Димка подпустил его поближе, потом прислонил к стене автомат, сунул в рот четыре пальца и свистнул так, что у самого зазвенело в ушах.
Человек остановился как вкопанный, потом отбросил топор и, размахивая бидоном, помчался обратно, с невероятной для его солидного возраста прытью.
Впереди был мост. И три часовых, каждый из которых мог оказаться не в меру любопытным. Димка неспешно крутил педали, а в голове у него вертелась дурацкая школьная поговорка: «Любопытство не порок, но большое свинство». Поговорка эта вертелась у него в голове, как испорченная пластинка на патефонном диске, бессмысленно, на одной и той же ноте. И чтобы избавиться от этого наваждения, Димка стал насвистывать, а когда и это не помогло, даже тихонько запел по-немецки: «Ich bin jung und du bist jung…» — «Молод я и ты юна…»
А мост уже был совсем близко, и первый из часовых стоял, повернувшись лицом к реке, и задумчиво плевал в воду. Он обернулся только тогда, когда Димка поравнялся с ним. Взгляд у него был задумчивый, тусклый и скользнул по Димке, как по чему-то ненужному, настолько лишнему в этом мире, что это никах не касалось его, часового, стоящего здесь ради неведомой, но высокой цели.
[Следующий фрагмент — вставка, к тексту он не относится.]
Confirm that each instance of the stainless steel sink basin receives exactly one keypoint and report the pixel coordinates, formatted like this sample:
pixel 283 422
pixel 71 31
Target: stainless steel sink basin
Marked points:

Димка ехал нормально — не быстро, не медленно, с той самой скоростью, с которой возвращаются домой рабочие, а он уже давно заметил, что есть у них эта своя традиционно рабочая скорость, и ее не спутаешь со скоростью того, кто едет по делу или прогулки ради. И Димка чутьем понимал, что часовые тоже знают эту истину, что они пригляделись ко всяким едущим и, наверное, по скорости могут определить — подозрительный ты человек или нет. Но скорость скоростью, а вот обернутый газетой ствол торчал из портфеля прямо-таки вызывающе. Может, для всех остальных он был просто палкой, обрезком трубы и мало ли чем еще, но для Димки-то он был стволом, даже мушка ясно вырисовывалась на его конце, и казалось, что просто невозможно не заметить этого.
Второй часовой был явно человеком иного склада, нежели тот философ, мимо которого Димка уже проехал. Этот в воду не плевал. Этот все время двигался: десяток быстрых шажков в одну сторону, потом в другую. То ли характера он был такого, то ли томился чем-то.
На Димку он таки обратил внимание, даже приостановился на мгновение. Скосил глаза на портфель. Димка всем существом своим почувствовал, как во рту у этого парня зашевелился язык, чтобы крикнуть: хальт! Но, если язык и зашевелился, то слово почему-то не вылетело, проглотилось, и часовой, после мгновенной задержки, опять засеменил туда-сюда.
А впереди везли гроб. Гроб был большой, лакированный, цвета тех глянцевых каштанов, которые каждый мальчишка, неизвестно зачем, собирает осенью.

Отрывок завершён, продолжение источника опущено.